OBJECTIVES: CD4(+)CD25(+)FOXP3(+) regulatory T cells (Treg) inhibit the anti-tumour immune response and reduce the effect of cancer immunotherapy. Although studies have demonstrated that the number and suppressive activity of Treg increase with age, it is not clear whether these changes correlate with a higher incidence of tumours in the elderly. This study was designed to explore the relationship between increase in CD4(+)CD25(+)FOXP3(+) Treg and the higher risk of lung cancer in the elderly.

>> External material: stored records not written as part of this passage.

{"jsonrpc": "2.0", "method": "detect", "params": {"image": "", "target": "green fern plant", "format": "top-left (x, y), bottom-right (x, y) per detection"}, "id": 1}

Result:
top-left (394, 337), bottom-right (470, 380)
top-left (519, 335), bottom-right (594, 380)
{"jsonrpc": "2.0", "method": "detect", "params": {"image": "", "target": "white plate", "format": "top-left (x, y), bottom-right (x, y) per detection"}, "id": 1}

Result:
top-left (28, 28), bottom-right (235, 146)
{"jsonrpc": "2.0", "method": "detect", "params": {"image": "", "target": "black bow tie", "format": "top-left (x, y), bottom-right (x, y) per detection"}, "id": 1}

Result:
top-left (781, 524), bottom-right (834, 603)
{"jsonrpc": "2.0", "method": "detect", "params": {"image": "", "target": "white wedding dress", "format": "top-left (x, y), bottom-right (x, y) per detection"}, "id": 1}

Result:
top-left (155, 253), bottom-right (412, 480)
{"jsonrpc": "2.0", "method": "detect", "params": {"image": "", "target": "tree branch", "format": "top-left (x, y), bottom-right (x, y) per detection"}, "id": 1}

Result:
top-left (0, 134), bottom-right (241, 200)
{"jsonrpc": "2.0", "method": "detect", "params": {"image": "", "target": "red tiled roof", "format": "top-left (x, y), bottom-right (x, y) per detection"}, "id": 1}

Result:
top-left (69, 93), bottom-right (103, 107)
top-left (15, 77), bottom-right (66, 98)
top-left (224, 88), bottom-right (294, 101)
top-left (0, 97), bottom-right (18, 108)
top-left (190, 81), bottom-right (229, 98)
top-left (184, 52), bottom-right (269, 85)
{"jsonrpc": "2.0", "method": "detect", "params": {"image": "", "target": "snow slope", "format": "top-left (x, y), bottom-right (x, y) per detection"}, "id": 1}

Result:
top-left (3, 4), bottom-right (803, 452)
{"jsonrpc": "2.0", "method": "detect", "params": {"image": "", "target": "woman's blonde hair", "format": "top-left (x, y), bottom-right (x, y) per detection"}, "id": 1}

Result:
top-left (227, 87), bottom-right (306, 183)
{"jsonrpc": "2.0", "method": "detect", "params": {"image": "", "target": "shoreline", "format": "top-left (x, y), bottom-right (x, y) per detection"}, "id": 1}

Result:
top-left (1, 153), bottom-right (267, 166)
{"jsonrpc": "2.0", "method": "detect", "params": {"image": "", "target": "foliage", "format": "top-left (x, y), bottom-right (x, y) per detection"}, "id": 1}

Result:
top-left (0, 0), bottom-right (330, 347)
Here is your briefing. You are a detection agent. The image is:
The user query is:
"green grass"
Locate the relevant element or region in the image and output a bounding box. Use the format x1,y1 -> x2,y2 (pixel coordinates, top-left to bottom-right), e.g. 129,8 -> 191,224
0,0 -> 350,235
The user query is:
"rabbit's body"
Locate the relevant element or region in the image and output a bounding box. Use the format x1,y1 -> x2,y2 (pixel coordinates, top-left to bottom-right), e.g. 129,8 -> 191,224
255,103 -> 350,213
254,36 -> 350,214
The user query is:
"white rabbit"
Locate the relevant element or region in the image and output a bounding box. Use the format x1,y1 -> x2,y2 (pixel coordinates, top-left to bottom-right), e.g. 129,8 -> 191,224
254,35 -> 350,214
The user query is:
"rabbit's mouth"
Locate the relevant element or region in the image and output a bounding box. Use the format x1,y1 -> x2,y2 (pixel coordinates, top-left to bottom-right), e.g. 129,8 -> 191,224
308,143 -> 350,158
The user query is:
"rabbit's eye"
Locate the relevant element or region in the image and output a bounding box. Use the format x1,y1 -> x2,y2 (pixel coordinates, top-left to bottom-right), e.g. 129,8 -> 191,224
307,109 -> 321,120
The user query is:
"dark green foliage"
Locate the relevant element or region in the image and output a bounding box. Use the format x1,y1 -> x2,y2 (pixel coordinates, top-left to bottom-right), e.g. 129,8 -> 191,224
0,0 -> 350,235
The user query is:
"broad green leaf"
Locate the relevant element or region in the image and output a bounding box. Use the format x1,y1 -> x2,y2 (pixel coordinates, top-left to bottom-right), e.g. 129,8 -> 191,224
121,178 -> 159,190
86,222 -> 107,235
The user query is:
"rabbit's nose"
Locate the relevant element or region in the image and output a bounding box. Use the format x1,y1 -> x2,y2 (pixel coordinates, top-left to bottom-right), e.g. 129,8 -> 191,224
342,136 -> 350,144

METHODS: Seventy lung cancer patients and 60 sex- and age-matched controls were recruited. Both groups were divided into three subgroups based on their age (young, middle-aged, or elderly). The proportion of CD4(+)CD25(+)FOXP3(+) /CD4(+) T cells was detected using flow cytometry, and the level of FOXP3 mRNA in the peripheral blood was examined with real-time RT-PCR. RESULTS: The levels of CD4(+)CD25(+)FOXP3(+)/CD4(+) T cells and FOXP3 mRNA were significantly higher in lung cancer patients than in healthy controls (t = 7.16, P < 0.01 and t = 3.65, P < 0.01, respectively). Within the healthy groups, the elderly group had larger proportion of CD4(+)CD25(+)FOXP3(+) Treg (F = 32.54, P < 0.01) and higher FOXP3 mRNA expression (F = 4.76, P < 0.01) than their younger counterparts. Among the six subgroups, the elderly lung cancer patients exhibited the highest levels of both CD4(+)CD25(+)FOXP3(+) Treg (11.81 ± 2.40%) and FOXP3 mRNA (3.14 ± 1.30). CONCLUSIONS: The accumulation of CD4(+)CD25(+)FOXP3(+) Treg with age correlates well with the increasing incidence of lung cancer in the elderly.